General Design Criterion (GDC) 2, "Design bases for protection against natural phenomena," of Appendix A, "General Design Criteria for Nuclear Power Plants," of 10 CFR Part 50 requires, in part, that structures, systems, and components (SSCs) important to safety be designed to withstand the effects of natural phenomena, such as earthquakes, without loss of capability to perform their safety functions. Such SSCs must also be designed to accommodate the effects of and be compatible with the environmental conditions associated with normal operation and postulated accidents. Appendix S, "Earthquake Engineering Criteria for Nuclear Power Plants,"

of 10 CFR Part 50 specifies the requirements for the implementation of GDC 2 with respect to earthquakes.

The DE and DDE for DCPP, Units 1 and 2, correspond to the OBE and SSE, respectively, as described in Appendix A to 10 CFR 100, "Seismic and Geologic Siting Criteria for Nuclear Power Plants." The HE is also considered by the NRC to be the SSE for DCPP. These seismic events are discussed in FSARU, Section 3.7, and in Section 2.5.2 of NUREG-0675, "Safety Evaluation Report Related to the Operation of Diablo Canyon Nuclear Power Plant, Units 1 and 2," Supplement No.7, dated May 26, 1978.

The IHA consists of design Class 1 and design Class 2 components. These components are evaluated using the acceptance criteria of the American Society of Mechanical Engineers (ASME) Boiler and Pressure Vessel (B&PV) Code,Section III, Division 1 - Subsection NF, "Component Supports," for Classes 1 and 2.

NRC RG 1.61, Revision 1, "Damping Values for Seismic Design of Nuclear Power Plants,"

dated March 2007 (ADAMS Accession No. ML070260029) provides damping values acceptable to the staff for the seismic design of nuclear power plants. However, it does not specifically address the damping values applicable to each and every type of component. The licensee requests approval for the use of the calculated weighted average damping values of 4.9 percent for DE and 6.85 percent for both DDE and HE for the IHA analysis. Section 3.7.1 of NUREG-0800, "Standard Review Plan (SRP) for the Review of Safety Analysis Reports for Nuclear Power Plants," states that damping values in accordance with those addressed in RG 1.61 are acceptable.

3.0 TECHNICAL EVALUATION

3.1 Items for Which Damping Values are Requested The licensee requests the use of damping values based on RG 1.61, Revision 1, for the structural dynamic qualification of the IHA for DE, DDE, and HE seismic events.

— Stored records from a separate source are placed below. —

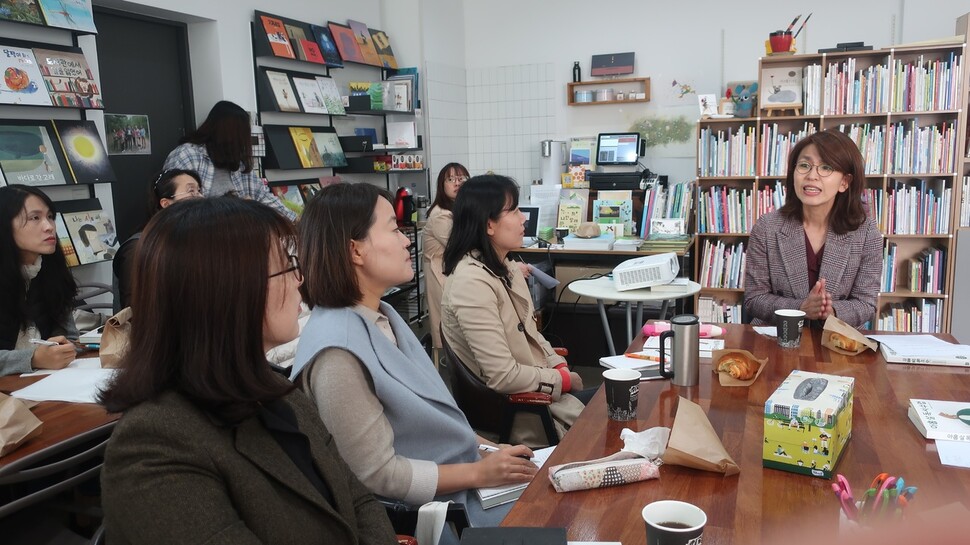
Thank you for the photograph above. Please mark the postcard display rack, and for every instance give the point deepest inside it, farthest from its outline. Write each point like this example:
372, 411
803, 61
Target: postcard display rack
906, 108
311, 140
46, 142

-3 3.2 Code Evaluation The components of the IHA consist of design Classes 1 and 2 components. The licensee evaluated these components using the acceptance criteria in Section III, Division 1 of the ASME B&PV Code, Subsection NF, "Component Supports," for Classes 1 and 2.

3.3 Proposed Damping Values The licensee requests approval for the use of the calculated weighted average damping values of 4.9 percent for DE, and 6.85 percent for both DDE and HE for the structural dynamic analysis of the IHA.

3.4 Basis for Damping Values The damping values for the seismic design and analysis of the IHA proposed by the licensee are consistent with the recommendations of RG 1.61, Revision 1.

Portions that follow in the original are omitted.